The Company grants the Client a limited, non-exclusive, non-transferable, and revocable license to use the Intellectual Property solely for the purposes of utilizing the services provided under this Agreement. The Client may not copy, reproduce, modify, distribute, display, perform, sublicense, create derivative works from, or otherwise exploit the Intellectual Property, in whole or in part, without the prior written consent of the Company.

Protection of Intellectual Property

The Client agrees not to disassemble, decompile, reverse engineer, or attempt to derive any source code, underlying ideas, algorithms, or structure from any Intellectual Property provided by the Company. The Client further agrees not to remove, alter, or obscure any proprietary notices, labels, or marks on any Intellectual Property provided.

Infringement Notification

The Client agrees to promptly notify the Company if it becomes aware of any unauthorized use, infringement, or potential infringement of the Company’s Intellectual Property. The Company reserves the right to take any legal action it deems necessary to protect its Intellectual Property rights.

Survival of Intellectual Property Obligations

The obligations under this Intellectual Property section shall survive the termination or expiration of this Agreement.

Miscellaneous

Governing Law

This Agreement shall be governed and construed in accordance with the laws of the State of California, without giving effect to any principles of conflicts of law. Any disputes or legal proceedings arising from this Agreement will be exclusively resolved in the courts located in California.

Entire Agreement

This Agreement constitutes the entire agreement between the parties concerning its subject matter, superseding all previous communications, representations, or agreements, whether written or oral.

Amendment and Modification

Amendments to this Agreement are valid only if made in writing and signed by authorized representatives of both parties.

Severability

If any provision of this Agreement is found to be invalid or unenforceable, such provision shall be modified to the minimum extent necessary to make it enforceable, and the remaining provisions will continue in full force and effect.

Waiver

The failure of the Company to enforce any right or provision of this Agreement will not constitute a waiver of such right or provision unless acknowledged and agreed to by the Company in writing.

Notices

All notices, requests, and other communications under this Agreement must be in writing and are deemed duly given when received if personally delivered or sent by registered or certified mail (return receipt requested) or email, to the parties at the addresses specified in this Agreement or such other address as the party may specify in writing.

Assignment

The Client may not assign or transfer any rights or obligations under this Agreement without the prior written consent of the Company.

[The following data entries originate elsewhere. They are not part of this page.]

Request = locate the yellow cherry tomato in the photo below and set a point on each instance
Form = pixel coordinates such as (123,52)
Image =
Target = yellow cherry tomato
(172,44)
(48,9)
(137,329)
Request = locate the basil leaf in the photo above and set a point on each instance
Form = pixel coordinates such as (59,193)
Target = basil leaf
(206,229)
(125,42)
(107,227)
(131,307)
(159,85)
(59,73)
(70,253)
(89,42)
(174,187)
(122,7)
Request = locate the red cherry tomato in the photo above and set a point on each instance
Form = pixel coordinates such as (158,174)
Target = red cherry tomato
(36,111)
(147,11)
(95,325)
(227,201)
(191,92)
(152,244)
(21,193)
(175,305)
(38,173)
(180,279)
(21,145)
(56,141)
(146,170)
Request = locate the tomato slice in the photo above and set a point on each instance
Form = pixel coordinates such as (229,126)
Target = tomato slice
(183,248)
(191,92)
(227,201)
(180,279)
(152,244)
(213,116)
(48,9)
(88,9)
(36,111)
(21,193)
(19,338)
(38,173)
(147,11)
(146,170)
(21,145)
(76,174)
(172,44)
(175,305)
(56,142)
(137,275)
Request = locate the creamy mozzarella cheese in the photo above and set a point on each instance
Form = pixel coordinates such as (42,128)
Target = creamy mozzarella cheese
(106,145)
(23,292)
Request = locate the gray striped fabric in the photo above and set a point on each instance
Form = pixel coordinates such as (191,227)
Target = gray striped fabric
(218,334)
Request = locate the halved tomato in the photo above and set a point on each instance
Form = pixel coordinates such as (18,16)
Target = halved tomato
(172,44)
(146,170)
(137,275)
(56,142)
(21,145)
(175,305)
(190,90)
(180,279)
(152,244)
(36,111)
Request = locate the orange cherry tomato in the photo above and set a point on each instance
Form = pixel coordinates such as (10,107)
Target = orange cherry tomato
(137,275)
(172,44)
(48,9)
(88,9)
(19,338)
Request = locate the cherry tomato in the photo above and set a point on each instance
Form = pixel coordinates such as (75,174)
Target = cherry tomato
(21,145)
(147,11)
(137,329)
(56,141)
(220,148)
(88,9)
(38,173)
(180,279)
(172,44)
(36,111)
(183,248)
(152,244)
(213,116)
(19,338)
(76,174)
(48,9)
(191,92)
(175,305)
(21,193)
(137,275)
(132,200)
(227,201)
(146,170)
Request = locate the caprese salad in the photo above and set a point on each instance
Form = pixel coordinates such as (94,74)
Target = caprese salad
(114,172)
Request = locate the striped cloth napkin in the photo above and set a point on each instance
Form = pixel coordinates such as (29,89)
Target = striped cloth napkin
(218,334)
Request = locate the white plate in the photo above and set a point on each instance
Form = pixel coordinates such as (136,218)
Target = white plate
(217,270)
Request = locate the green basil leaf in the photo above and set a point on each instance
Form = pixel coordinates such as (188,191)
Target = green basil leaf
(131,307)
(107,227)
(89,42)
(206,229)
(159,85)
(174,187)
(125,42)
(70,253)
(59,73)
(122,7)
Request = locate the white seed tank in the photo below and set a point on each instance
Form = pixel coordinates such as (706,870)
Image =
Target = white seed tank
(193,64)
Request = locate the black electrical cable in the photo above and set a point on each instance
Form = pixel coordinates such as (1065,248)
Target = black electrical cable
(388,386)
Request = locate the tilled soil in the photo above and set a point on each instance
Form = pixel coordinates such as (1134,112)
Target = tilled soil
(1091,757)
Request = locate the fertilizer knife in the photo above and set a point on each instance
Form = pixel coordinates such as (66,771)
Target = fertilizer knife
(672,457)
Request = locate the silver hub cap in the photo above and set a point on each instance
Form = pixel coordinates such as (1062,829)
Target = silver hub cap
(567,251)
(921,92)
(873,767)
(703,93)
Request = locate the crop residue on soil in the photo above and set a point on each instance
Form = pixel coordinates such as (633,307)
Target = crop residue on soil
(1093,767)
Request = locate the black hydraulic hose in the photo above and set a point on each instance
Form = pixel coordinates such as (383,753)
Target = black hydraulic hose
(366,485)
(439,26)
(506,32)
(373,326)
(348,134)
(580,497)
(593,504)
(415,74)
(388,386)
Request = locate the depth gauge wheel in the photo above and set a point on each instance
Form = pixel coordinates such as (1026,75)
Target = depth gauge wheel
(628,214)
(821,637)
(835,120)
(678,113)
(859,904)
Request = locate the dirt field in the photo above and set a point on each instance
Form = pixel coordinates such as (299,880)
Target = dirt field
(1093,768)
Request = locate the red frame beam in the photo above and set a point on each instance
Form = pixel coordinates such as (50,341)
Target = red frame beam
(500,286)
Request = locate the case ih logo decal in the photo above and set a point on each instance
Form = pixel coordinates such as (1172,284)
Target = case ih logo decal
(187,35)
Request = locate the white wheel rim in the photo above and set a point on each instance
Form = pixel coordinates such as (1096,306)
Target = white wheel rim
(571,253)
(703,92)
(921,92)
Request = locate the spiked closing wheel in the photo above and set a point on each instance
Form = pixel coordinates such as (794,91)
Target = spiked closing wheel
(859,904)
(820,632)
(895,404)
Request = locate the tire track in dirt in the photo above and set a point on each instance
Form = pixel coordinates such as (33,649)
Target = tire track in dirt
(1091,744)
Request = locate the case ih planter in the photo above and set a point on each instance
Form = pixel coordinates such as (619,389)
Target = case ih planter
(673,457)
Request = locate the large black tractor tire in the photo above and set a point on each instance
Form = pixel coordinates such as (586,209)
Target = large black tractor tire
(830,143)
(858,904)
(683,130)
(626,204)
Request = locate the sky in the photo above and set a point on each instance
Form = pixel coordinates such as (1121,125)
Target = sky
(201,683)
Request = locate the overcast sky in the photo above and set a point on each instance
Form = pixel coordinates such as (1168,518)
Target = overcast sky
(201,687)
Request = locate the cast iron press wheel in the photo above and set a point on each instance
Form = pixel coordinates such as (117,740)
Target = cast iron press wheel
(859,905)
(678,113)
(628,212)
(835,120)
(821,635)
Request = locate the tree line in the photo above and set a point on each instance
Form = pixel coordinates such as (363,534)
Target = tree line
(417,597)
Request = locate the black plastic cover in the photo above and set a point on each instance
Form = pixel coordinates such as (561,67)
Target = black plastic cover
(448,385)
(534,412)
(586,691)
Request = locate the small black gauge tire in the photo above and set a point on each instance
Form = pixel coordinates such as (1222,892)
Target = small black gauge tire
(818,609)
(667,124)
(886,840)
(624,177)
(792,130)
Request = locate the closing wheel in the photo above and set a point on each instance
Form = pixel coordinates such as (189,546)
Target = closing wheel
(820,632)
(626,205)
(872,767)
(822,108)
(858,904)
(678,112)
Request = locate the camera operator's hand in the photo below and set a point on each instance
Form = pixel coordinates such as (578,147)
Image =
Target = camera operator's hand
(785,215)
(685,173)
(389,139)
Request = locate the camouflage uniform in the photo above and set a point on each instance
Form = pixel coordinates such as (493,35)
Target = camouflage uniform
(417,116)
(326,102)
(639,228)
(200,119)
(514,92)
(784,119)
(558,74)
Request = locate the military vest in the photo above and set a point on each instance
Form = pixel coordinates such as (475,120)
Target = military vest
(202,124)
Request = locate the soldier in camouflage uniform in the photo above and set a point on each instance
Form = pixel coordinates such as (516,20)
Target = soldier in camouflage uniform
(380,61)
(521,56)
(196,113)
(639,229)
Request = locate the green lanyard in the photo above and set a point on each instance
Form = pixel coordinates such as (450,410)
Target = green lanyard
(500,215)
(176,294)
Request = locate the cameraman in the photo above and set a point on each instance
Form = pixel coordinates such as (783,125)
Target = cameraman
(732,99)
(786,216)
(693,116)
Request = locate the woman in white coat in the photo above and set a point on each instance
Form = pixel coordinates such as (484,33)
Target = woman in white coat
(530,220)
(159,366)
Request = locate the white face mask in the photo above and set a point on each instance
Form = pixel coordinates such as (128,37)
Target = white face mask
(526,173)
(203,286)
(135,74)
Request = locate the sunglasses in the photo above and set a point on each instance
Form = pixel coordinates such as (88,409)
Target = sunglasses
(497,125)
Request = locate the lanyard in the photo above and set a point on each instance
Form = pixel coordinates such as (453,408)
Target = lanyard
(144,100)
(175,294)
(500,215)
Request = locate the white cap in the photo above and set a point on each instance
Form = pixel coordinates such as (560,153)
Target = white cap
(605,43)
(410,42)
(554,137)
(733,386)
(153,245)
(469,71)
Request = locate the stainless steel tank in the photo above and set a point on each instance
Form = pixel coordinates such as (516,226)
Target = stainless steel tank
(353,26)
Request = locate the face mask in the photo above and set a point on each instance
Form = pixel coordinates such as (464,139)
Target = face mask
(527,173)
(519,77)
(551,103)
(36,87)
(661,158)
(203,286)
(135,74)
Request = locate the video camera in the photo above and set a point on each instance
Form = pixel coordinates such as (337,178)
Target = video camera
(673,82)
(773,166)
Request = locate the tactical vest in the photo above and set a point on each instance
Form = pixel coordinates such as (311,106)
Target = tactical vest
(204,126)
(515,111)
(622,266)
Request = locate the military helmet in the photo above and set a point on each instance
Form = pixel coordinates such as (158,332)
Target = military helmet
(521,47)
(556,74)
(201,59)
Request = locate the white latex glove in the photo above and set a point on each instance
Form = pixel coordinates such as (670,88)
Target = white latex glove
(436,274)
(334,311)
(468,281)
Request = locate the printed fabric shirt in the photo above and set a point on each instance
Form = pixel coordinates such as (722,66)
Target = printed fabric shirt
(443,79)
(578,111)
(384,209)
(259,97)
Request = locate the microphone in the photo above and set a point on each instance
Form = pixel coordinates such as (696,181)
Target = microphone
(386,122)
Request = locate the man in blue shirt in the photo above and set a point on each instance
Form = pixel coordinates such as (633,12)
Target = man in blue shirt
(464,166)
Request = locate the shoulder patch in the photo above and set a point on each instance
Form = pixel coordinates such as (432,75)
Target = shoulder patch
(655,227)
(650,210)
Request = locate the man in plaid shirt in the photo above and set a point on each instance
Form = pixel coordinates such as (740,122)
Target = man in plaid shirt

The Company may assign its rights and obligations under this Agreement in its sole discretion.

SCHEDULE A

“Done For You” Service

Services.

The Company shall provide coaching and guidance to aid you in purchasing one (1) residential investment property, in the following ways:

Identification of potential investment properties eligible for your purchase (herein, a “Recommended Property”).

Advice and guidance regarding selection of investment properties that fit your criteria.

Availability to answer questions and provide guidance through the purchase closing process.

Referral to third-party vendors, such as property inspectors, appraisers and attorneys as required by your needs.

Guidance through the Section 8 application and inspection process after closing.

Compensation.

The fee for this service is $10,000, due and payable at the signing of this Agreement. This fee covers the assistance provided by the Company for one (1) property purchase. If the Client decides to pursue additional property purchases with the Company’s assistance, a new Agreement must be signed, and an additional $10,000 fee will be due and payable at the signing of each subsequent Agreement.

Term. The Services shall begin on the Commencement Date and shall continue until the earlier of (a) three (3) months after the completion of the purchase of a Recommended Property; or (b) twelve (12) months after the Commencement Date, should the Client not complete a purchase of a Recommended Property.